5 Priorities for Life Sciences Cold Chains

Today, as the global COVID-19 pandemic grinds on, the supply chains of nearly every industry in the world are stressed. Retail stores have empty shelves; automakers can’t get a sufficient supply of microchips; cargo ports are backlogged; the list goes on. The pharma supply chain is not immune to these stresses: even after the heroic efforts to get newly developed vaccines distributed to much of the world (and we hope this heroism will someday be recognized), sudden surges in infections create new demands for test kits, while hospitals deal with shortages of needed instruments, drug treatments, staffing and ICU capacity.

All these supply chain challenges are creating new emphasis on improved supply chain performance.
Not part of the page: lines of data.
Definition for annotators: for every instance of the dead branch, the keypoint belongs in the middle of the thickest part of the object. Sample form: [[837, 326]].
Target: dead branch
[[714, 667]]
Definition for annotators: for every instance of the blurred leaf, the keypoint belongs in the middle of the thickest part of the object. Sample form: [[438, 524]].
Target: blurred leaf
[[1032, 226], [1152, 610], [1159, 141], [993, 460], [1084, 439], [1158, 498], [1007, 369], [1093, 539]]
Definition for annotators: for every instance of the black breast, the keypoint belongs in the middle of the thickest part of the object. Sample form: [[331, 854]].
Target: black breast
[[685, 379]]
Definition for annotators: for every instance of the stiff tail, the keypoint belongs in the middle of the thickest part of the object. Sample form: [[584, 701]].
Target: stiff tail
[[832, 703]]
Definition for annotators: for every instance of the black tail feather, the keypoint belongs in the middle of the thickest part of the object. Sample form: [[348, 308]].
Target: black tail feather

With a bias toward the needs of pharma supply chains, and especially pharma cold chains, here is a list of top five factors for improved performance.

1. Visibility

The ability to look “down” the supply chain to see where holdups are occurring, or where supply and demand are out of balance, has been a long-sought goal of supply chain managers. Today’s digitized reporting systems are vastly superior to what was available in the past, but there continue to be shortcomings, especially where demand sensing and forecasting are concerned. A recent survey from Supply Chain Insights LLC, a consulting firm, found that 74% of the respondents from companies that were engaged in a digital transformation of their supply chains were looking for “driving better supply chain visibility” as a focus of their efforts. Cloud-based IT systems, combined with the dataloggers and sensors that can report status in near real time, are addressing these shortcomings, but there is a lot of work yet to do.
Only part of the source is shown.